Coronavirus ou pas, les droits de garde doivent être respectés, et pourtant...

Le témoignage d'une mère privée de ses enfants sous prétexte qu'elle travaille en milieu hospitalier
Le témoignage d'une mère privée de ses enfants sous prétexte qu'elle travaille en milieu hospitalier - © RTBF

Le quotidien des parents est chamboulé par cette pandémie et plus encore quand il s'agit de parents divorcés. Les gardes alternées par exemple doivent être respectées et pourtant, certains font de la résistance et refusent de laisser leurs enfants se rendre chez l'autre parent, avançant des arguments d'ordre sanitaire. C'est la situation vécue par cette mère de trois enfants de 13, 11 et 8 ans. Anne-Sophie travaille en hôpital psychiatrique. Elle raconte que le père de ses enfants ne veut plus que ces derniers séjournent chez leur mère une semaine sur deux, comme le prévoit l'accord qui a été pris. Selon elle, il craint que la mère ne contracte le virus sur son lieu de travail et le transmette à ses enfants. Une décision qu'Anne-Sophie vit très mal: "c'est une période difficile, on est tous sous pression, notre présence de soignant est indispensable auprès des patients, dans un climat difficile et cette situation familiale rajoute une pression supplémentaire, quand on rentre chez soi et qu'on nous prive de nos enfants, il y a un sentiment d'injustice totale". 

Vers qui se tourner?

Anne-Sophie a dénoncé cette non-présentation d'enfants, d'abord auprès de la police de La Louvière qui a refusé d'enregistrer sa plainte mais qui a enregistré une fiche info.
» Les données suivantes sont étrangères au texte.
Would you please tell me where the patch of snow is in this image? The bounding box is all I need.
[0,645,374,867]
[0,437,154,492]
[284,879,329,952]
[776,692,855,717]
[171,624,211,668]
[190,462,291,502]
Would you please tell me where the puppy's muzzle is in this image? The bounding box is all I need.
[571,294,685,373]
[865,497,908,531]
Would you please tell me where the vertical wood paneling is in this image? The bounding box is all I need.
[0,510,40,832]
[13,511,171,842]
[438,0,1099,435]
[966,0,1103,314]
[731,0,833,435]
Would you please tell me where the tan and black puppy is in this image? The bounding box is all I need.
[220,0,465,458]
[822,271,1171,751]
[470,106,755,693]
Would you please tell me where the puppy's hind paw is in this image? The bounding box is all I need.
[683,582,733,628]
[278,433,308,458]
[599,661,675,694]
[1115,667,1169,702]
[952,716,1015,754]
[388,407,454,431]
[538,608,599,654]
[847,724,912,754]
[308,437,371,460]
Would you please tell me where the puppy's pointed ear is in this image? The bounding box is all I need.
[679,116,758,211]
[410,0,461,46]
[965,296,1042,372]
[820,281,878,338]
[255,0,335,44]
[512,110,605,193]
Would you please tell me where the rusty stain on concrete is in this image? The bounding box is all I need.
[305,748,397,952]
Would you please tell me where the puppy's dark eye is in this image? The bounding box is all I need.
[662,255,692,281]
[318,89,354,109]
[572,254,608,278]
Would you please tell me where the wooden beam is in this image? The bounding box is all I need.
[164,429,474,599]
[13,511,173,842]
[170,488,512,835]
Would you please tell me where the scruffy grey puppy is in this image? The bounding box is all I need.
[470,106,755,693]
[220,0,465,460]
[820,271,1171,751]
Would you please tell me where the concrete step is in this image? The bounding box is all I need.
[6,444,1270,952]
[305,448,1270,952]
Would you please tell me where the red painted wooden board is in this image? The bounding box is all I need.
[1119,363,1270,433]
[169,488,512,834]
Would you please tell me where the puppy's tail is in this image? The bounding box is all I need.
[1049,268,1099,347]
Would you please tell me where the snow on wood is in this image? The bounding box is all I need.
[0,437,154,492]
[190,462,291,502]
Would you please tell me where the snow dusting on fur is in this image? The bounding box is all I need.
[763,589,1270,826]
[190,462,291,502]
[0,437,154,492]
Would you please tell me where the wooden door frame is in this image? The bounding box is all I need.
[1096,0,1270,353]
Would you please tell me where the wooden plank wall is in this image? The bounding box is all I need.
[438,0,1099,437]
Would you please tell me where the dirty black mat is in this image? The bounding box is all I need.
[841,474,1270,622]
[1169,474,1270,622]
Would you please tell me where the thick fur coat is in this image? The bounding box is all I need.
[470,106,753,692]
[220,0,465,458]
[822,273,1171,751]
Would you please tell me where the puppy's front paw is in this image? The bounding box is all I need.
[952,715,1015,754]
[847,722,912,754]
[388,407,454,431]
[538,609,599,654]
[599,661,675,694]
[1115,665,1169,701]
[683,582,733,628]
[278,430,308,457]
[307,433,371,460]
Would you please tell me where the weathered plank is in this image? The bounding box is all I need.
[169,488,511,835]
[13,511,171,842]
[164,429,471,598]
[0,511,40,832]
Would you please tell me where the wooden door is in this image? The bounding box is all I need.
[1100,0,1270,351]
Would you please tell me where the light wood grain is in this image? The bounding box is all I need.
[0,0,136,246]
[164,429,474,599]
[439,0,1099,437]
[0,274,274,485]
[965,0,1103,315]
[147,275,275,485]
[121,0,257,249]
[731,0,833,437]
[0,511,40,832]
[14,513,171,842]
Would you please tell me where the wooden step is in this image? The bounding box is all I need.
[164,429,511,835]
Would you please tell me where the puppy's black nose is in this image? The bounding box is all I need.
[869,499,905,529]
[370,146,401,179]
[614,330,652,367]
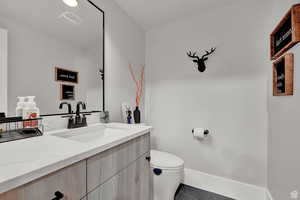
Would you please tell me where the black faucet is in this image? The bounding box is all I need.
[75,101,87,127]
[59,101,90,129]
[59,102,72,114]
[76,101,86,116]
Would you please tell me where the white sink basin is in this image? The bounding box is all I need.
[52,125,128,143]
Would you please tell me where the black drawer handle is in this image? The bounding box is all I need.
[146,156,151,162]
[52,191,64,200]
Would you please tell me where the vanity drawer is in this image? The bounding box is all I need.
[0,161,86,200]
[87,134,150,192]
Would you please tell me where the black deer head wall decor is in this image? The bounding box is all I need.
[187,48,216,72]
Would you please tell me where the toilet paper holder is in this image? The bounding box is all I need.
[192,129,209,135]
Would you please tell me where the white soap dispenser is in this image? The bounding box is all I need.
[16,97,26,117]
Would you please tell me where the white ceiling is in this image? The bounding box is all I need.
[0,0,103,49]
[115,0,236,30]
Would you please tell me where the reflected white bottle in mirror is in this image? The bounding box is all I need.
[16,97,26,117]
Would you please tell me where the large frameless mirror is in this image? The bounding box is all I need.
[0,0,105,116]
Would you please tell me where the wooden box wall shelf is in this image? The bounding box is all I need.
[270,4,300,60]
[273,53,294,96]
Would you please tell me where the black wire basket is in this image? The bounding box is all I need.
[0,117,44,143]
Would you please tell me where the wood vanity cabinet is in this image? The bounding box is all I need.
[0,161,86,200]
[0,134,152,200]
[87,134,152,200]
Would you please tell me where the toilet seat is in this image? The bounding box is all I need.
[150,150,184,170]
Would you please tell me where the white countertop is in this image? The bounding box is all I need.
[0,123,152,193]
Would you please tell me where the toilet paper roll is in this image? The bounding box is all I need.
[192,128,209,139]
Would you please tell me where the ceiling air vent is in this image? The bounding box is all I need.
[59,11,82,25]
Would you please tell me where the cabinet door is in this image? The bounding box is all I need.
[86,153,152,200]
[0,161,86,200]
[87,134,150,192]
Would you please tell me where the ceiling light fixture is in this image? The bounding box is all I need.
[62,0,78,8]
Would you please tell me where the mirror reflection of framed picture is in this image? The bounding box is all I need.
[273,53,294,96]
[60,84,75,101]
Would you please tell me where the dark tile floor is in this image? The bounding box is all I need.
[175,184,233,200]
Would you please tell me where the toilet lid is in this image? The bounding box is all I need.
[151,150,184,169]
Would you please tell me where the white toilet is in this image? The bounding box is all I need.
[150,150,184,200]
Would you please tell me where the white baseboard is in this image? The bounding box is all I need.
[266,189,274,200]
[184,168,266,200]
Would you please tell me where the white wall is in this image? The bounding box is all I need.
[0,29,7,113]
[268,0,300,200]
[94,0,145,122]
[146,1,270,186]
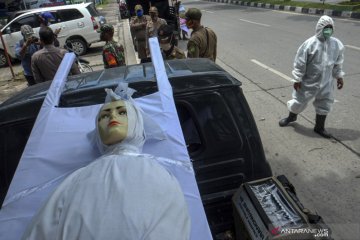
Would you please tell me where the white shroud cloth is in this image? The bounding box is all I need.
[23,153,190,240]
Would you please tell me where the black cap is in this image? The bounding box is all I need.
[185,8,202,20]
[158,25,174,38]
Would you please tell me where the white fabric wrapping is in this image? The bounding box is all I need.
[23,154,190,240]
[0,42,212,240]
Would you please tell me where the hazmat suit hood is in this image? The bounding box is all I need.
[94,84,145,154]
[315,15,335,41]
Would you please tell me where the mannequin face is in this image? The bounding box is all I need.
[97,100,128,145]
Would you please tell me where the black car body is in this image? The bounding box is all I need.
[0,59,272,237]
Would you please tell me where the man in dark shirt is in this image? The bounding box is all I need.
[15,25,40,86]
[31,27,80,83]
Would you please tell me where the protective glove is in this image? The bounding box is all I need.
[294,82,301,91]
[337,78,344,89]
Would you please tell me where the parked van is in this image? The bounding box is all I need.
[0,3,100,67]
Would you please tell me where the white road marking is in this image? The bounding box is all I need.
[201,10,214,13]
[272,10,308,15]
[251,59,292,82]
[345,45,360,51]
[239,18,270,27]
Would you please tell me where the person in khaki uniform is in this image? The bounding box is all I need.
[130,5,151,63]
[185,8,217,62]
[158,25,186,60]
[147,7,167,38]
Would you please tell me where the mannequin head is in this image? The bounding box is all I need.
[97,100,128,145]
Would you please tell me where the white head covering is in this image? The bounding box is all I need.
[315,15,335,40]
[95,84,145,154]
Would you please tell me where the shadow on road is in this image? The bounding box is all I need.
[289,122,360,141]
[268,151,360,240]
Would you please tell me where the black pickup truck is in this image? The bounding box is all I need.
[0,59,272,239]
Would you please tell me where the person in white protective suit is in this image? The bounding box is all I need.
[23,90,190,240]
[279,16,345,138]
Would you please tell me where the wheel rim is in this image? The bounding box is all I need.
[71,42,84,55]
[0,53,6,66]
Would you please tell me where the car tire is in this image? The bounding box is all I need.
[78,62,93,73]
[70,38,87,56]
[0,50,8,67]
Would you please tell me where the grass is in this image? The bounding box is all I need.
[243,0,360,12]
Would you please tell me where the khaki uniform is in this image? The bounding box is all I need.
[187,26,217,62]
[162,46,186,60]
[103,40,125,68]
[130,15,151,59]
[147,18,167,38]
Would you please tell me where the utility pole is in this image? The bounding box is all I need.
[0,31,15,79]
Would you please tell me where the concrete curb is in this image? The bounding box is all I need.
[203,0,360,19]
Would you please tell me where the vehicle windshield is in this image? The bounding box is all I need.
[86,4,100,17]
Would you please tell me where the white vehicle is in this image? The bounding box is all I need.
[0,3,100,67]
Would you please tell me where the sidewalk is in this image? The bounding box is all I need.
[202,0,360,19]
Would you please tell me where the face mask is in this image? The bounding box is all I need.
[323,28,333,39]
[160,43,171,51]
[136,10,143,17]
[186,20,194,28]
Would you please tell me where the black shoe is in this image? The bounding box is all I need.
[279,112,297,127]
[314,114,332,138]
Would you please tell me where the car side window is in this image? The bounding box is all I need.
[86,4,100,17]
[176,102,202,154]
[58,9,84,22]
[10,15,40,32]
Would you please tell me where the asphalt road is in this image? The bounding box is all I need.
[183,0,360,240]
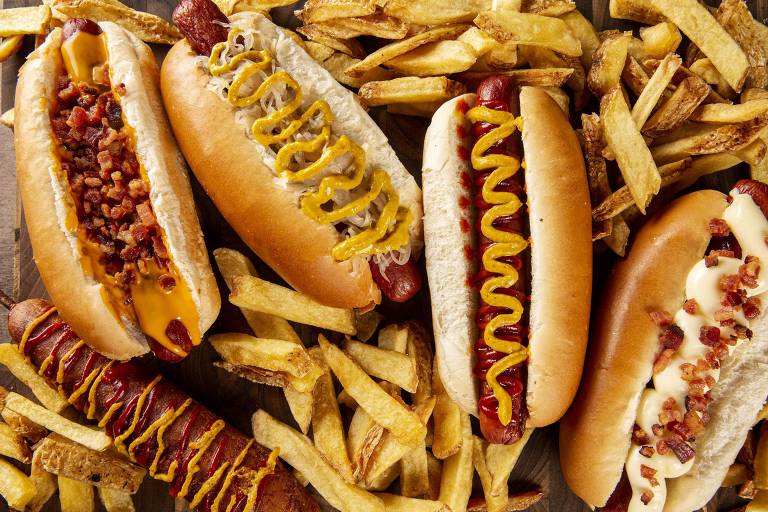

La mère de famille s'est dès lors tournée vers la justice par l'intermédiaire de son avocate. Me Ornella Cesaro explique que l'avocat va d'abord tenter la médiation entre les parents "c'est le rôle de négociateur de l'avocat qui primera" explique-t-elle. Mais en cas d'échec de la négociation, c'est le juge de la famille qui tranchera. Chaque situation est analysée, au cas par cas.

Le tribunal de Nivelles a par exemple déjà imposé une astreinte de 1000 euros par jour à un parent qui n'avait pas respecté le droit de garde lors de la période de confinement.